I reread that chapter and you are correct. There is still something else bothering me, though: after what Dumbledore had shown Harry about Tom Riddle, it should have been obvious that TR/LV might be the Half-Blood Prince, and it would have been clear that Harry should ask Dumbledore about it. To be sure, for the potions book to have actually been LV's would have been too much like a replay of HPCoS, but it would have been logical for Harry to ask. This would likely have required some logical means by which Dumbledore could fail to figure out who the HBP was, but would have absolved Harry of the apparent blame for Dumbledore's death.
BTW, one thing I've disliked about the last three books is that Harry Potter's decision keep getting people killed. To be sure, he may not be morally to blame but nonetheless he's not totally innocent either.
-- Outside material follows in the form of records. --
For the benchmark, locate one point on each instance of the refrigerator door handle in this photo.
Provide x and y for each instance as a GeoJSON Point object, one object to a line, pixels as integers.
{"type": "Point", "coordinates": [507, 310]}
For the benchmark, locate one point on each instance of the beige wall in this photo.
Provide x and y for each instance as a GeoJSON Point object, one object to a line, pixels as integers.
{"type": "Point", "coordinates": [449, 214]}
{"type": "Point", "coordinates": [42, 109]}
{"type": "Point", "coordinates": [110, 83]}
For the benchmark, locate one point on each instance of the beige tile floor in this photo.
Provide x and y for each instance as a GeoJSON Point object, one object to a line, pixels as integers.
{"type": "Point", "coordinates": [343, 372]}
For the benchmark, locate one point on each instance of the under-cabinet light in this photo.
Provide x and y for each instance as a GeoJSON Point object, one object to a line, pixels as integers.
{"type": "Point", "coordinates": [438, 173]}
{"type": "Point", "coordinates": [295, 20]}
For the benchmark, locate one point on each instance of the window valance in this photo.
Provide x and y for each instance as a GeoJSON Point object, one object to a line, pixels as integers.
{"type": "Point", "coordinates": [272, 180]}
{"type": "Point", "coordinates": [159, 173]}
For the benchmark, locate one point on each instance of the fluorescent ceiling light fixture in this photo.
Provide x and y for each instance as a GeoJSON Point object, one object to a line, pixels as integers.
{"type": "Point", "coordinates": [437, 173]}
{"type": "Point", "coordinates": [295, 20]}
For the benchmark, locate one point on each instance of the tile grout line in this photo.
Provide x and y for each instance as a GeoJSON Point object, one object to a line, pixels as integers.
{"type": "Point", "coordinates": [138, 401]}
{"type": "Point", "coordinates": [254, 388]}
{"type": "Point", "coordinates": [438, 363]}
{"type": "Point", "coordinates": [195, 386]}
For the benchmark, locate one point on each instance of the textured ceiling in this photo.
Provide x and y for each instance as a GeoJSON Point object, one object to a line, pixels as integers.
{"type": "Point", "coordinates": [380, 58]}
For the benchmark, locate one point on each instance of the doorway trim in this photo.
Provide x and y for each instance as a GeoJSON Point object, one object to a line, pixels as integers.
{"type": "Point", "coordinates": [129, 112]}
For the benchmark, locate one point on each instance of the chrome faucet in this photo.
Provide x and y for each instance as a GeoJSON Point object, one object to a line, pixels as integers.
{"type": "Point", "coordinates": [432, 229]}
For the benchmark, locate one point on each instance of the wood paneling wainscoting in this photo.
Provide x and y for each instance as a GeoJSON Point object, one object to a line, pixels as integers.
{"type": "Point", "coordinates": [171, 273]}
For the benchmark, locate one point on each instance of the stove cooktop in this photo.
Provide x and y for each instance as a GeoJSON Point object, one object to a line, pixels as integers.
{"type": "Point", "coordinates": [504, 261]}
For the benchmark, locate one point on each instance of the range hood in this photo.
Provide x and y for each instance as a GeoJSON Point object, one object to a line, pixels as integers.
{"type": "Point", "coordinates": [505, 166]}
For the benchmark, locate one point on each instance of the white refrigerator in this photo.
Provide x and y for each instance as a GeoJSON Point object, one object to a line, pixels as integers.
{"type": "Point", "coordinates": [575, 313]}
Worse, key plot aspects of LV's plans resolve around Harry such that if he simply did nothing, LV's plans wouldn't succeed. IMHO, it's a serious dramatic flaw when the world would be just as well off without the hero of the story.
it would have been clear that Harry should ask Dumbledore about it.
I just put that "logical to ask thing" in the same category as "why do men refuse to ask someone else for driving directions" when they are obviously and hopelessly lost.
Actually, no. The book was less than 50 years old, too recent to have been Tom Riddle's.